Let’s take a step away from all the methods you can employ to ‘cheat the system’ for a minute and look at diet culture in general. We are constantly bombarded with images of thin women living their best life. It propagates the ideal that if you’re thin all of your problems will be solved. There’s a meme floating about online that shows on ‘overweight’ women thinking to herself ‘I’ll be happy once I’m thin’ and then it shows the same women once she’s lost the weight and her thought now is ‘nope, that wasn’t it.’ It really resonated with me because I think it’s so indicative of the society we now live in. Those extra pounds, the love handles and saddle bags aren’t the cause of all of your problems and losing them won’t suddenly change your life. Actually, as a woman if you’re pursuing the ideal of 20% body fat and a serious 6-pack then chances are you’ll be miserable. The lifestyle you have to live to achieve that is one of restriction. You can kiss goodbye to Saturday night pints and a Sunday morning fry-up. You’ll have to count every calorie and macro and spend all of your spare time in the gym instead of just living life. And you know that if you lose too much bodyweight as a woman you’re at risk of losing your period; it’s called Amenorrhea. Your body goes into starvation mode so shuts down all non-essential functions, like menstruating. So you’ll be miserable and ill.
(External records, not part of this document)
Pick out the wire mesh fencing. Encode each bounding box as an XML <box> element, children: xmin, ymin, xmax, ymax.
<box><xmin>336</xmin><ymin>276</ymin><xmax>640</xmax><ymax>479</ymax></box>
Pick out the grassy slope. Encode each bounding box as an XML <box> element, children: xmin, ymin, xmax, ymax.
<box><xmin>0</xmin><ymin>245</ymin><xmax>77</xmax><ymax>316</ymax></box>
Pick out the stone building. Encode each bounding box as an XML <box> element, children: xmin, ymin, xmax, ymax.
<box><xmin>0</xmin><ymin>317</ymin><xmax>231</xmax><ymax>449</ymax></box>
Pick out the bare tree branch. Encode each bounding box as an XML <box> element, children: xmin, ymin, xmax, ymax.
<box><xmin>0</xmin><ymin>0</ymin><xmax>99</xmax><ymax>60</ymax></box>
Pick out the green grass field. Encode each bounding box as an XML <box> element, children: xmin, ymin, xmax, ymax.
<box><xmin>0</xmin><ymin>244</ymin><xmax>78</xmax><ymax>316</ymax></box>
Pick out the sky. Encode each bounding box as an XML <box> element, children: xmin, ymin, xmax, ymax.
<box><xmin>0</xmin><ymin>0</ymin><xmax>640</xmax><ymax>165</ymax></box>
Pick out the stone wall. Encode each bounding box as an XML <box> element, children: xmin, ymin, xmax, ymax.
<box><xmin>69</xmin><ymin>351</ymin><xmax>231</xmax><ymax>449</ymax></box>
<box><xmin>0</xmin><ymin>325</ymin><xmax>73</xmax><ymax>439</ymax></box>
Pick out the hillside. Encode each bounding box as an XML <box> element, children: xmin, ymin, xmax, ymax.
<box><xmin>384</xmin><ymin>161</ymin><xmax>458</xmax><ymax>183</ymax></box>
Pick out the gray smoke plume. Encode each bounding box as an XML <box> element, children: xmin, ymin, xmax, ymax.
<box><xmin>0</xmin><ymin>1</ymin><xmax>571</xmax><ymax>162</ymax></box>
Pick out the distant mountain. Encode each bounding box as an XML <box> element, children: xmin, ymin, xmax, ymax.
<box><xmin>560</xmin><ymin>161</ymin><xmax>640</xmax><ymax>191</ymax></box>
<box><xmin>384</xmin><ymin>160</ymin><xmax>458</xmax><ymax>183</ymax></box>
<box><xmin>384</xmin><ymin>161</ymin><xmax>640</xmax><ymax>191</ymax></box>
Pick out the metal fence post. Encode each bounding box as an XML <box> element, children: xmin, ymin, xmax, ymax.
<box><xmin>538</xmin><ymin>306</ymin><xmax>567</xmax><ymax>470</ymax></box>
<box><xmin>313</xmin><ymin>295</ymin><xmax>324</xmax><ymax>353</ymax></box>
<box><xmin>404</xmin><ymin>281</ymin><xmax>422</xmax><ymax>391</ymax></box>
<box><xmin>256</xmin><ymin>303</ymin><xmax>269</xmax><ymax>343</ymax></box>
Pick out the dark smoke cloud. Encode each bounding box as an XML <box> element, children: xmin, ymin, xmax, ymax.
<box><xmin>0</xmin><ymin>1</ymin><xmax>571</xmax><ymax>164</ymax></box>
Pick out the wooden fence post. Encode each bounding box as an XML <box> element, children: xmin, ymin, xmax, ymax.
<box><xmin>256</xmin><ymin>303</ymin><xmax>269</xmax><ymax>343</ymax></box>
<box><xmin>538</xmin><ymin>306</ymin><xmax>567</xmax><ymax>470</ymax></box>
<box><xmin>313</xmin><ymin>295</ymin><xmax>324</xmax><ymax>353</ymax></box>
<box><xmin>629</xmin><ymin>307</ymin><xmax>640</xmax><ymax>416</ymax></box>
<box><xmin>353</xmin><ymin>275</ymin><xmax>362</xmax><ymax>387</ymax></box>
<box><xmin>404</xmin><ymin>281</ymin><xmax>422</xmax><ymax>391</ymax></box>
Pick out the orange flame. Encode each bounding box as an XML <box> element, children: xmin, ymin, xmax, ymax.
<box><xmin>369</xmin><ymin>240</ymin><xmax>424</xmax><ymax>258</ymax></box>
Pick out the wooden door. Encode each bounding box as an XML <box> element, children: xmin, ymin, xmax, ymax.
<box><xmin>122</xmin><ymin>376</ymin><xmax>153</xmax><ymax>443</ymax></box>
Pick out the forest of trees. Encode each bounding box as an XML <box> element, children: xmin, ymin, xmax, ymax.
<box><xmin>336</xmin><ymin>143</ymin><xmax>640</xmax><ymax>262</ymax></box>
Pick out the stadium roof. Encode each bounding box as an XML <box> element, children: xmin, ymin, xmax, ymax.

Of course obesity isn’t healthy either and if you’re overweight then maybe you should be trying to do something about it. But losing weight is, and should be, a long process. Learn about nutrition and move a bit more. The NHS suggests that a safe rate of weightloss is between 1-2lbs per week. By doing it slowly and properly it’s more likely to just become ingrained as a habit. You should be looking for a lifestyle, not a diet.

Finally, and I really wanted to make this point, stop idealising the thin fitness inspo influencers. All bodies are different and you can still celebrate your curves. Those before and after pictures we see and celebrate, posting comments such as ‘well done babe, you look great!’ is further propagating the idea that bigger bodies have to be fixed so those consuming these images are being taught that their bigger bodies are not good enough. The important thing is that you are healthy and happy, both mentally and physically. How do we change this? Stop buying into weightloss quick fixes, it’s not good for your mind or body. Stop idolising the ‘fitspo’ images on your Instagram, you don’t have to look like them to be happy. Stop following the accounts online that try to sell you the appetite suppressants or meal replacements, they don’t work long term and they’re selling you a dangerous lie. Stop taking advice from people calling themselves ‘nutritionist’, it’s not a legally protected term meaning you don’t actually have to have a qualification to call yourself one. Is that influencer with ‘nutritionist’ in her bio actually qualified as one? Finally, stop paying for your weightloss with your mental health.

Disclaimer: I’m not a weightloss expert, a PT or a dietician.  I’m a woman with an interest in exercise, nutrition and body confidence.